133. Luigi Barzini was a journalist at a newspaper in Milan, “Corriere della Sera”; the N.C.W.C. correspondent in Rome summarized his report // CNA. 16.VIII.1937. P. 8-9 (Rome, 9.VIII.1937).

134. CNA. 16.VIII.1937. P. 8-9 (Rome, 9.VIII.1937).

135. Christians of Russia Lead “Catacomb’ Life” // CNA. 1.V.1939. P. 10 (Warsaw, 24.IV.1939); Secret Convent Found in Moscow, Liquidated // CNA. 29.IV.1939. P. 5 (Moscow, 24.IV.1939); Female of the Species More Obstinate than Male // CNA. 3.VII.1939. P. 4 (Moscow, 26.VI.1939).

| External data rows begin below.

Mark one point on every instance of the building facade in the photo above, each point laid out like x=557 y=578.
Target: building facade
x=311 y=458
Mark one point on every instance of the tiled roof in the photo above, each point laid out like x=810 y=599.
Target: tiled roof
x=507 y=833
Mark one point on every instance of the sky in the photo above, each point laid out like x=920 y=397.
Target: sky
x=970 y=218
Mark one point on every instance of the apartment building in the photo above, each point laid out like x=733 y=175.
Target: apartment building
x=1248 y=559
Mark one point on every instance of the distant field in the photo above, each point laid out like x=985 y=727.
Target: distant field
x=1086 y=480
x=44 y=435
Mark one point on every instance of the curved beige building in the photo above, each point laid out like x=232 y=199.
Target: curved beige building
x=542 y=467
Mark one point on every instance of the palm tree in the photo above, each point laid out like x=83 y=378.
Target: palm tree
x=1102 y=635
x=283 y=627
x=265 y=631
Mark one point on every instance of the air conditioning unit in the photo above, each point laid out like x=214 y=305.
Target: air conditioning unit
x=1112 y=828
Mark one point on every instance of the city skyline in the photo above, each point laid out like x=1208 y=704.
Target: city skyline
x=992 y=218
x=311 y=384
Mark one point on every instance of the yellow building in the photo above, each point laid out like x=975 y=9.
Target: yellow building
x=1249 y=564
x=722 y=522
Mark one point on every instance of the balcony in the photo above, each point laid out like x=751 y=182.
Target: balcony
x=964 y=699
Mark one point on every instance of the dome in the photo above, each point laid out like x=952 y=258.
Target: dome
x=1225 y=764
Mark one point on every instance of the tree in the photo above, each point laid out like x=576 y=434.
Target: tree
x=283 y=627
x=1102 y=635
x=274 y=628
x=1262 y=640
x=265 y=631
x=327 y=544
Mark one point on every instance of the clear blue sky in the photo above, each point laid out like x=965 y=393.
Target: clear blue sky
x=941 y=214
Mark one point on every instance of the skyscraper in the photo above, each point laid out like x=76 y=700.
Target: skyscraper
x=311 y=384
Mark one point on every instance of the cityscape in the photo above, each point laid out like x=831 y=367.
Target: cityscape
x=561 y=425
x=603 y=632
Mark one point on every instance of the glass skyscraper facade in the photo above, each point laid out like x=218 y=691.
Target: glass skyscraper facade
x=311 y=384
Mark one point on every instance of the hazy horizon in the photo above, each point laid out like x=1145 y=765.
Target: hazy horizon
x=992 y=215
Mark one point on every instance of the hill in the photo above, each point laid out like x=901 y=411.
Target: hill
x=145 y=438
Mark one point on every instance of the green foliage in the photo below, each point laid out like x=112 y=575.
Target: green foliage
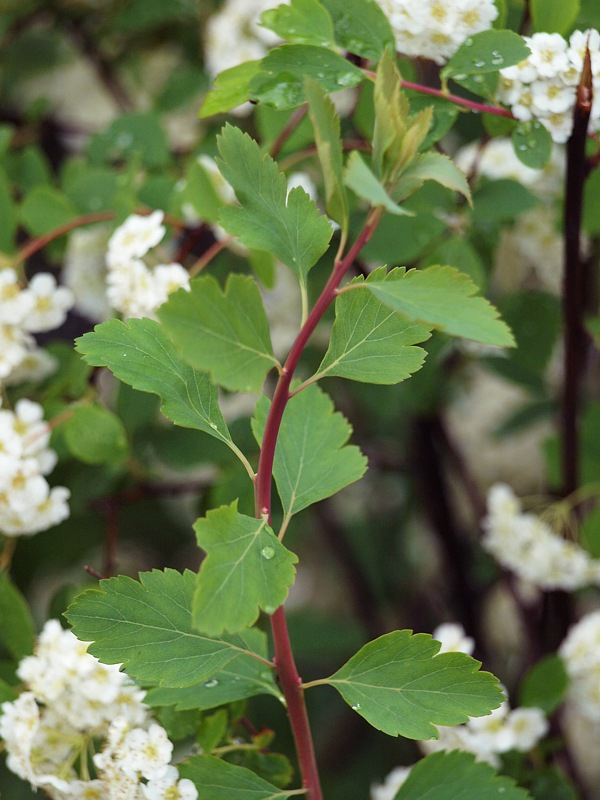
x=312 y=459
x=361 y=27
x=545 y=684
x=293 y=229
x=456 y=776
x=17 y=630
x=554 y=16
x=280 y=82
x=246 y=569
x=147 y=626
x=403 y=687
x=370 y=343
x=532 y=144
x=488 y=51
x=218 y=780
x=326 y=125
x=442 y=298
x=302 y=21
x=231 y=325
x=95 y=435
x=241 y=678
x=140 y=353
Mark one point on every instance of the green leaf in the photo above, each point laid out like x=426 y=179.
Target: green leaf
x=366 y=185
x=545 y=684
x=129 y=137
x=280 y=82
x=231 y=89
x=46 y=208
x=303 y=21
x=292 y=230
x=554 y=16
x=95 y=435
x=432 y=167
x=501 y=201
x=441 y=297
x=17 y=631
x=147 y=626
x=370 y=343
x=457 y=776
x=140 y=353
x=532 y=144
x=223 y=333
x=246 y=569
x=312 y=459
x=8 y=214
x=218 y=780
x=361 y=27
x=243 y=677
x=326 y=125
x=488 y=51
x=402 y=687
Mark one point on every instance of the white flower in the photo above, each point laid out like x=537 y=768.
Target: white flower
x=453 y=638
x=135 y=237
x=169 y=787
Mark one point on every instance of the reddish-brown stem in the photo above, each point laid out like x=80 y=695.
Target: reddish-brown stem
x=289 y=679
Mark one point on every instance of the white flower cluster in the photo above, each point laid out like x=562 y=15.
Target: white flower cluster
x=485 y=737
x=544 y=85
x=71 y=701
x=526 y=545
x=27 y=503
x=580 y=652
x=41 y=306
x=237 y=21
x=133 y=288
x=435 y=29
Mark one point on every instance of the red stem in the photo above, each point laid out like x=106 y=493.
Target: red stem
x=289 y=679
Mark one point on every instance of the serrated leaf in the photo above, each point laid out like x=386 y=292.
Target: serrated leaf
x=361 y=27
x=532 y=144
x=554 y=16
x=224 y=333
x=231 y=89
x=441 y=297
x=545 y=684
x=457 y=776
x=365 y=184
x=293 y=229
x=280 y=82
x=140 y=353
x=302 y=21
x=243 y=677
x=217 y=780
x=147 y=626
x=95 y=435
x=312 y=459
x=432 y=167
x=246 y=569
x=326 y=125
x=17 y=631
x=369 y=342
x=488 y=51
x=402 y=687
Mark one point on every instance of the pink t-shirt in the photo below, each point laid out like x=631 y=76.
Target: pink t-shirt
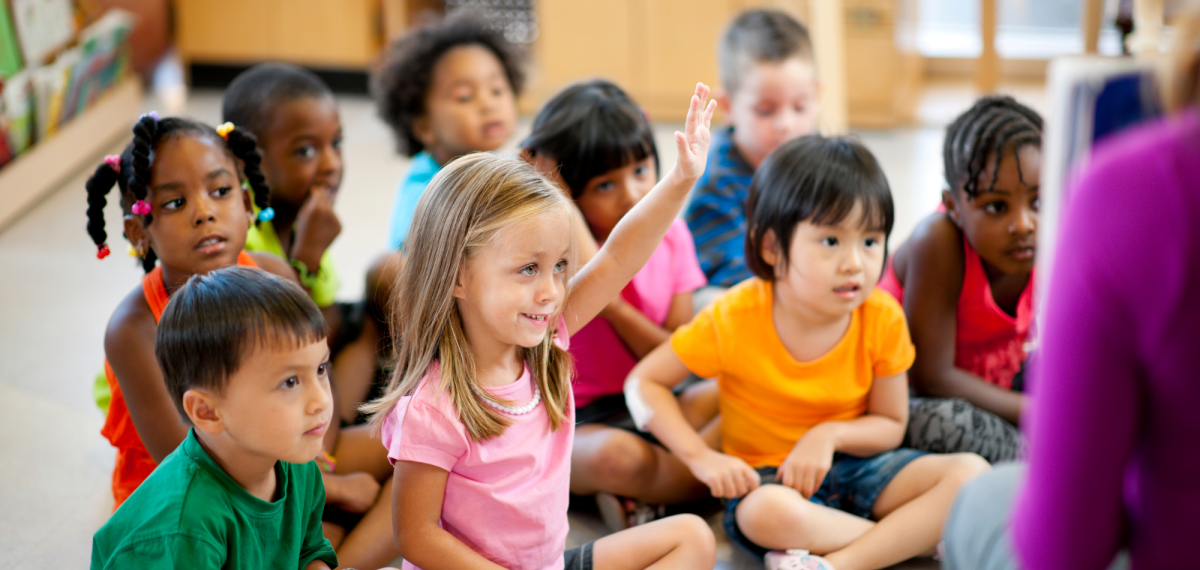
x=601 y=358
x=505 y=498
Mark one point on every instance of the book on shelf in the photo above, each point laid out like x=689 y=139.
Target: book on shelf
x=36 y=101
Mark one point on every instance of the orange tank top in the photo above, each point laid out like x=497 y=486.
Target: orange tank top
x=133 y=462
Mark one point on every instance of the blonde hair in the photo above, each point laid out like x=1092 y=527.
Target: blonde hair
x=461 y=211
x=1182 y=79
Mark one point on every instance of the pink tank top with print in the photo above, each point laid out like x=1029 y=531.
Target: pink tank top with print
x=989 y=342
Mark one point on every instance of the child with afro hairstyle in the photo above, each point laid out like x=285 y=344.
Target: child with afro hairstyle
x=445 y=89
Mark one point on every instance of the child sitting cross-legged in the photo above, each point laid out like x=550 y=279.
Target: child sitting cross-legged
x=811 y=364
x=245 y=360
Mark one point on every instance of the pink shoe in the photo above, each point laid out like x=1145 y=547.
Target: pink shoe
x=796 y=559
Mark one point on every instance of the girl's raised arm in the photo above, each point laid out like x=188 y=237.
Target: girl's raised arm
x=635 y=238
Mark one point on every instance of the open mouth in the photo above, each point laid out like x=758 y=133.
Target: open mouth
x=213 y=244
x=1023 y=253
x=849 y=291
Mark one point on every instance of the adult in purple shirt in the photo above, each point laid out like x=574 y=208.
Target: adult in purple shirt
x=1114 y=432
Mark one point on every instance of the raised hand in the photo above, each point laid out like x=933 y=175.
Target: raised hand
x=693 y=143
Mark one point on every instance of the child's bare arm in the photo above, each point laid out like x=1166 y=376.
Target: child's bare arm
x=418 y=490
x=881 y=429
x=640 y=232
x=652 y=381
x=129 y=346
x=933 y=283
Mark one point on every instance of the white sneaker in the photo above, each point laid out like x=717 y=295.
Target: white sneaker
x=796 y=559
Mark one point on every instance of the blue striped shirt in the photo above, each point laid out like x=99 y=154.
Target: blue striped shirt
x=717 y=214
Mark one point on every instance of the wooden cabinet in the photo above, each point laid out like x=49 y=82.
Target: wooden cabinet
x=343 y=34
x=658 y=49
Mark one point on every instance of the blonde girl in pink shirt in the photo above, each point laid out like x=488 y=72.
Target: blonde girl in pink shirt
x=478 y=418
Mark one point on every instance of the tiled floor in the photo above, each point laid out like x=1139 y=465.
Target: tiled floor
x=55 y=299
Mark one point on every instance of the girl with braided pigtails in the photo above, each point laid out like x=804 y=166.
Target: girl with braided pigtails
x=185 y=214
x=965 y=279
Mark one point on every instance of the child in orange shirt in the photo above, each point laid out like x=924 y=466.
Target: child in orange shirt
x=811 y=364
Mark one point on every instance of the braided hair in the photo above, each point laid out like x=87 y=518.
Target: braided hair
x=990 y=127
x=133 y=173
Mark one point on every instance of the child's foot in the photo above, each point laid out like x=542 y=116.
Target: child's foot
x=621 y=513
x=796 y=559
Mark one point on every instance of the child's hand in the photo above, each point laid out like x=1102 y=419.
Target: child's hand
x=354 y=492
x=693 y=144
x=317 y=227
x=807 y=466
x=727 y=477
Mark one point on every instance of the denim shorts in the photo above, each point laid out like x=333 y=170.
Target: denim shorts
x=852 y=485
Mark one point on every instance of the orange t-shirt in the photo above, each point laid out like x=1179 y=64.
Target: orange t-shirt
x=133 y=461
x=768 y=399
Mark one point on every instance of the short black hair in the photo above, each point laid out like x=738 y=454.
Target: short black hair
x=819 y=180
x=401 y=82
x=133 y=174
x=589 y=129
x=256 y=91
x=217 y=319
x=757 y=36
x=994 y=125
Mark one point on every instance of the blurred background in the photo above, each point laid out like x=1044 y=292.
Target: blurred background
x=76 y=73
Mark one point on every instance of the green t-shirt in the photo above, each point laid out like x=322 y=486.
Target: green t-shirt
x=262 y=237
x=191 y=514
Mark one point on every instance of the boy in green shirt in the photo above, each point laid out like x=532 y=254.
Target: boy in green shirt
x=245 y=360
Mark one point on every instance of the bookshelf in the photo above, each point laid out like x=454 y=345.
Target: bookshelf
x=73 y=147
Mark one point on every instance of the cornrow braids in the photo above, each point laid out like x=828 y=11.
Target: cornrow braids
x=990 y=127
x=132 y=173
x=245 y=148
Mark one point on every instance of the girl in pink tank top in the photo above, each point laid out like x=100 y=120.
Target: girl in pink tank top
x=965 y=279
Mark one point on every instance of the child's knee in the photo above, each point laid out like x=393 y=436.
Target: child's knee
x=694 y=534
x=965 y=467
x=623 y=459
x=769 y=508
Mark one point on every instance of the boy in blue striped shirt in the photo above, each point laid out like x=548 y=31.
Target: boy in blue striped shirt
x=769 y=97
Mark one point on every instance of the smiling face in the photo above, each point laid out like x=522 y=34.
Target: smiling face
x=831 y=269
x=774 y=102
x=469 y=107
x=609 y=197
x=199 y=213
x=279 y=405
x=513 y=288
x=1001 y=223
x=301 y=148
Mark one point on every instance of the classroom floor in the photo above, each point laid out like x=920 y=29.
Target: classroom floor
x=55 y=301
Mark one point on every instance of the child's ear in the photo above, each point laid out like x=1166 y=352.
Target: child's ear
x=952 y=207
x=202 y=408
x=137 y=233
x=423 y=129
x=769 y=249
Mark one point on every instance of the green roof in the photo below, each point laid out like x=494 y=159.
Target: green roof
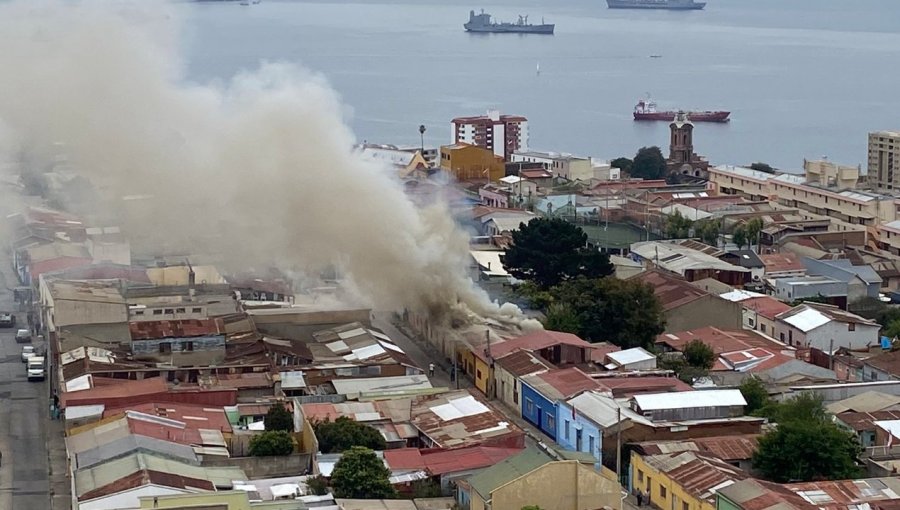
x=488 y=480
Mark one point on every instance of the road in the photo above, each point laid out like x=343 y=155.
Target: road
x=24 y=405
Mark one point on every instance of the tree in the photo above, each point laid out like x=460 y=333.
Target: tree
x=762 y=167
x=318 y=485
x=271 y=443
x=360 y=474
x=561 y=317
x=344 y=433
x=805 y=445
x=623 y=312
x=739 y=236
x=649 y=163
x=623 y=164
x=550 y=250
x=279 y=418
x=677 y=226
x=755 y=393
x=698 y=354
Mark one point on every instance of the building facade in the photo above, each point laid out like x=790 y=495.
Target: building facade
x=501 y=134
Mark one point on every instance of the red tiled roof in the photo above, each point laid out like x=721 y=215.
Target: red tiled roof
x=536 y=341
x=148 y=330
x=404 y=458
x=671 y=291
x=463 y=459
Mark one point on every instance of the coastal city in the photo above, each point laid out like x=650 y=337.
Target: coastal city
x=217 y=297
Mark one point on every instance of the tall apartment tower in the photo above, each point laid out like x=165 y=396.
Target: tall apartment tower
x=501 y=134
x=884 y=160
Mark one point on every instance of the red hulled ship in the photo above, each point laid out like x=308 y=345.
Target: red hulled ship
x=646 y=110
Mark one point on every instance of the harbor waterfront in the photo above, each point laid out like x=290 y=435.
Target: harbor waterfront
x=730 y=56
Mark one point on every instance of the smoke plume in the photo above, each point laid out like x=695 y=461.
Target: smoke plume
x=258 y=168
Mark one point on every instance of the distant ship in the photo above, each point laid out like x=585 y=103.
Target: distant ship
x=675 y=5
x=646 y=110
x=482 y=23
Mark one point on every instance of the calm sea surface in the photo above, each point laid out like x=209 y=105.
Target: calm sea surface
x=802 y=78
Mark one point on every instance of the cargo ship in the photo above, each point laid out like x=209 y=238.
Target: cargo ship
x=646 y=110
x=672 y=5
x=482 y=23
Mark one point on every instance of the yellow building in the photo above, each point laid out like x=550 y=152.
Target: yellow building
x=533 y=477
x=682 y=480
x=471 y=163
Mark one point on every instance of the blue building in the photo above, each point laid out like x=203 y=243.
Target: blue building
x=542 y=392
x=578 y=428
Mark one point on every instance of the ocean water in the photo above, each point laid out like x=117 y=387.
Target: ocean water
x=802 y=78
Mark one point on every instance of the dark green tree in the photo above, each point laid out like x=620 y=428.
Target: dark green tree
x=271 y=443
x=360 y=474
x=561 y=317
x=279 y=418
x=648 y=163
x=699 y=355
x=805 y=445
x=677 y=226
x=623 y=164
x=344 y=433
x=547 y=251
x=623 y=312
x=756 y=395
x=318 y=485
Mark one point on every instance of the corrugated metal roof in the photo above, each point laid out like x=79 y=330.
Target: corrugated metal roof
x=686 y=400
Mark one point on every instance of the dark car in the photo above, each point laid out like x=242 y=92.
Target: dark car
x=7 y=320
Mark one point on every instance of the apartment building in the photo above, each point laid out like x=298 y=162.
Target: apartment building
x=884 y=160
x=501 y=134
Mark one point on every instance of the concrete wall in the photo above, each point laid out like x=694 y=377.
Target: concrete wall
x=561 y=485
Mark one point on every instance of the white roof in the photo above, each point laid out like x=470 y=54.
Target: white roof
x=489 y=261
x=688 y=399
x=807 y=320
x=738 y=295
x=629 y=356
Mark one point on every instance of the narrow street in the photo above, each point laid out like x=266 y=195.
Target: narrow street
x=24 y=405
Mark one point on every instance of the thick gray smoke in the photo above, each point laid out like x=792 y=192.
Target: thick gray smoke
x=259 y=168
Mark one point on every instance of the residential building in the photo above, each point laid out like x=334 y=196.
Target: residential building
x=685 y=480
x=562 y=165
x=541 y=393
x=534 y=477
x=466 y=162
x=687 y=307
x=826 y=328
x=691 y=260
x=883 y=170
x=508 y=371
x=735 y=450
x=501 y=134
x=862 y=281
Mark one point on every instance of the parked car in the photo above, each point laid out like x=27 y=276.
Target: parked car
x=7 y=320
x=23 y=336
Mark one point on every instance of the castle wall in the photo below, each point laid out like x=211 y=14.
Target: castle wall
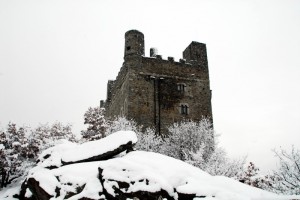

136. CNA. 30.IV.1934. P. 12 (Berlin, 23.IV.1934).
35 In effect, the general pattern of “dechurching”—shift from organized to private religious praxis—was well underway in Russia as well. But the dynamics were radically different: whereas general social and cultural processes drove this process in the West, an antireligious regime was the main driver in Russia: by repressing clergy and closing churches, the Soviet regime de facto handed all responsibility and power to the laity. And it was precisely the latter who sustained religious life over the next several decades and provided the underground base for the religious revival in post-Soviet Russia.
36

Conclusions

37 Given the deficiencies in official documentation about religious life in the Soviet era, it is essential to identify and analyze alternative sources. Among those are the files held in institutional and private archives in the West—in the case of the Catholic Church, an array of repositories throughout Europe and America. But is also important to exploit the materials generated by the “communications revolution” of globalization, which grew exponentially in scale and significantly improved the quality of information (including that relevant to Catholicism in the Soviet Union). While the press itself can be a valuable source, this paper has suggested the potential of using an engine of journalistic globalization—the Catholic press agency, above all its raw “news feeds” (composites for newspapers in America and around the world) along with its administrative records. Despite all the attempts by the Soviet regime to regulate and restrict the transmission of news abroad, it was really a huge sieve—leaking reports and letters through a variety of channels and to multiple targets abroad. That was especially true in the case of so transnational a confession as Catholicism; not only the Vatican, but adherents all across Europe and America received a flow of accurate reporting. The news was not only increasing in quantity, and improving in quality, but gave ever greater attention to believers themselves. Precisely because the repressive tactics eliminated institutions and repressed so many clergy, the laity became the repository and defender of Catholicism. Anti-religious policies, in effect, proved effective in dismantling official Catholicism, but inadvertently empowered and legitimized popular Catholicism.